RFC: Better migration architecture
From my experience using aerich in a production system, the current migration approach leaves much to be desired.
Here are my complaints with the current architecture:
- Using raw SQL is not database-independent, so you are tied to using the same database type for testing and production.
- Sometimes the SQL commands are out of order.
- You can't do custom migration logic.

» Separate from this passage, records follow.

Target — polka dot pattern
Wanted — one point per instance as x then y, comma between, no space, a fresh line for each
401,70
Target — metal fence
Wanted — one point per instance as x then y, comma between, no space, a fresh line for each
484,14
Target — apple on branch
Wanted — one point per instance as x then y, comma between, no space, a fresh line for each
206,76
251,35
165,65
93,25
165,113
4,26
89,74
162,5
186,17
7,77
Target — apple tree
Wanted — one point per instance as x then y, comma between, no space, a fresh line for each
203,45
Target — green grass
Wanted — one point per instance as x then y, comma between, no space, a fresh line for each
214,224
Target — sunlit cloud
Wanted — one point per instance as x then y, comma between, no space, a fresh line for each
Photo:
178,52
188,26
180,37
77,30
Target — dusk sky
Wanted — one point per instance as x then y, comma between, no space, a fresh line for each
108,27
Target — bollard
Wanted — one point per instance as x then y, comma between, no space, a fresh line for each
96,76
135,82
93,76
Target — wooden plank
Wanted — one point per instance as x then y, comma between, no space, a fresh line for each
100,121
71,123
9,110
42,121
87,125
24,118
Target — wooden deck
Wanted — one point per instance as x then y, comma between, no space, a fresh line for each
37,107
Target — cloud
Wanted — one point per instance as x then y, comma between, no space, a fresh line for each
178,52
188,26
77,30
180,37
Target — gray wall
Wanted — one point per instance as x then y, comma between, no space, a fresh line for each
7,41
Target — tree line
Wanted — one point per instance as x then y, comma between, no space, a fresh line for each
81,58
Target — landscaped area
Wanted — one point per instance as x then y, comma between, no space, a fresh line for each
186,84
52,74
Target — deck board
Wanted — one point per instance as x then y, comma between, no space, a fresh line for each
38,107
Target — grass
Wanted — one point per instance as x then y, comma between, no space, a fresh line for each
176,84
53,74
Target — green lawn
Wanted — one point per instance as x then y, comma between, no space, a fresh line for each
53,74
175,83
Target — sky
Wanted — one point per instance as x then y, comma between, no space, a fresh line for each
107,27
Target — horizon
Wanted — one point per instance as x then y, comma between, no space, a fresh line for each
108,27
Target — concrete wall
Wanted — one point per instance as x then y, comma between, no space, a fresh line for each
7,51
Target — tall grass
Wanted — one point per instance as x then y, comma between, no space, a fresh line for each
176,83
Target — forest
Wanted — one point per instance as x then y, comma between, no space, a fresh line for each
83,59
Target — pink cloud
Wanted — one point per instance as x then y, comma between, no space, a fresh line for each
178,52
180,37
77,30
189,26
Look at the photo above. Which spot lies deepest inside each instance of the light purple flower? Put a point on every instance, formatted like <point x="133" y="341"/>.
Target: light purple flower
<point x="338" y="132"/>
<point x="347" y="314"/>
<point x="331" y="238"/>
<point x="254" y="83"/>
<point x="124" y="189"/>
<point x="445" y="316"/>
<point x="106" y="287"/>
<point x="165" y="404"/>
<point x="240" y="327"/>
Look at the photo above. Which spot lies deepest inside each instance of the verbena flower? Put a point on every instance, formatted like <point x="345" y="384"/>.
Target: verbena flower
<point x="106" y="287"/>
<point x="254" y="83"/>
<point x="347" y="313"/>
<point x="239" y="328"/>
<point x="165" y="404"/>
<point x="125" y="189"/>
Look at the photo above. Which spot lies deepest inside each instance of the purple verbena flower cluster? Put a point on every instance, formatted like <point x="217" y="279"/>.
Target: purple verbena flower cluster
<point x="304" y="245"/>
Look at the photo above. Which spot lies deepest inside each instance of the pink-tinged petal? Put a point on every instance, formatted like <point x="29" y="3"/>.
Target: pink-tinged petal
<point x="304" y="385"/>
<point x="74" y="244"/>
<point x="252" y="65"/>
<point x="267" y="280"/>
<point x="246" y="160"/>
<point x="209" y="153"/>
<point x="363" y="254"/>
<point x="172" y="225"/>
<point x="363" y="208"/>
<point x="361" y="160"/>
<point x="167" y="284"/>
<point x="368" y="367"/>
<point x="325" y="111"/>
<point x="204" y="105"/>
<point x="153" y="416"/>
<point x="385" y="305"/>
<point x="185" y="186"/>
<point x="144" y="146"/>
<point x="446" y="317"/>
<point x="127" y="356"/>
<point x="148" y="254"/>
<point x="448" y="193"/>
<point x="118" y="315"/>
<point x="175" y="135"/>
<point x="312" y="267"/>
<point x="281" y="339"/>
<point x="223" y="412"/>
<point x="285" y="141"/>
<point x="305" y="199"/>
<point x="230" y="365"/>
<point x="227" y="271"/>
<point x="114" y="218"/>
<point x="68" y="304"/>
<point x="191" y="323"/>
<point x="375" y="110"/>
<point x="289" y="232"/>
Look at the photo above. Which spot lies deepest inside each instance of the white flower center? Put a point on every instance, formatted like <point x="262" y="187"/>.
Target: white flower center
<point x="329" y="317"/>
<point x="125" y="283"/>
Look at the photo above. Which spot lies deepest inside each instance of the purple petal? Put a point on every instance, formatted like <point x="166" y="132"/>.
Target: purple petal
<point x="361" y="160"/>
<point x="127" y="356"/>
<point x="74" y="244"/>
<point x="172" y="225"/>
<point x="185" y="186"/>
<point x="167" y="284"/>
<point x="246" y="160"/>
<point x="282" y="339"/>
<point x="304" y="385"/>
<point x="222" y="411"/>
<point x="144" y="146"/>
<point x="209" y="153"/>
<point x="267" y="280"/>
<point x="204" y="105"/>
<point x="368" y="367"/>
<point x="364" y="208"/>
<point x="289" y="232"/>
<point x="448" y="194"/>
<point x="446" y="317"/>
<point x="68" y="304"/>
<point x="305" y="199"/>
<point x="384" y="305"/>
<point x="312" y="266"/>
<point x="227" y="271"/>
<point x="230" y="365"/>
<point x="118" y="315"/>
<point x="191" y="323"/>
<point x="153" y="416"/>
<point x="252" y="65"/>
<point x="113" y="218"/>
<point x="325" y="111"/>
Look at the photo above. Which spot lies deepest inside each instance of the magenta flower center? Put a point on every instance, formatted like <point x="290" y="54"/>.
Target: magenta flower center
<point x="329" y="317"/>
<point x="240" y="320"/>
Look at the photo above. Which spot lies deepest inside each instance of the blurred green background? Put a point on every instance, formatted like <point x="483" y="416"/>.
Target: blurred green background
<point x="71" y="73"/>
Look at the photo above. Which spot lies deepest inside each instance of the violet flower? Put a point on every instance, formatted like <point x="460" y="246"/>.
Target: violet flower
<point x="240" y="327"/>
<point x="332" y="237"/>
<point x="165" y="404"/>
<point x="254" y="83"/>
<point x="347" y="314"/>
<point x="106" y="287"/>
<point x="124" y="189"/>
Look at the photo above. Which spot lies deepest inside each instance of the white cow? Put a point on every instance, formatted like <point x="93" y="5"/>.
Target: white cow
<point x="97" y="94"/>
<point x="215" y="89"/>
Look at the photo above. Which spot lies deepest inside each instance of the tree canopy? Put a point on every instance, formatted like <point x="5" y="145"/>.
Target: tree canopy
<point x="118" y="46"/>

All you can do is tweak a generated SQL script.
This is what I've come up with as a better approach:
I think a migration file should consist of the following items:
- The current and previous migration ID
- The old schema as a dict literal
- The new schema as a dict literal
- A list of migration operations such as field renames, table creation, etc. with database-specific information only where absolutely unavoidable.
- A function which can be used to do manual data migrations in Python or SQL, and its complement for downgrades
Benefits of this approach:
- Database-agnostic
- A clear way of describing what is going to happen to the database without having to mess with SQL.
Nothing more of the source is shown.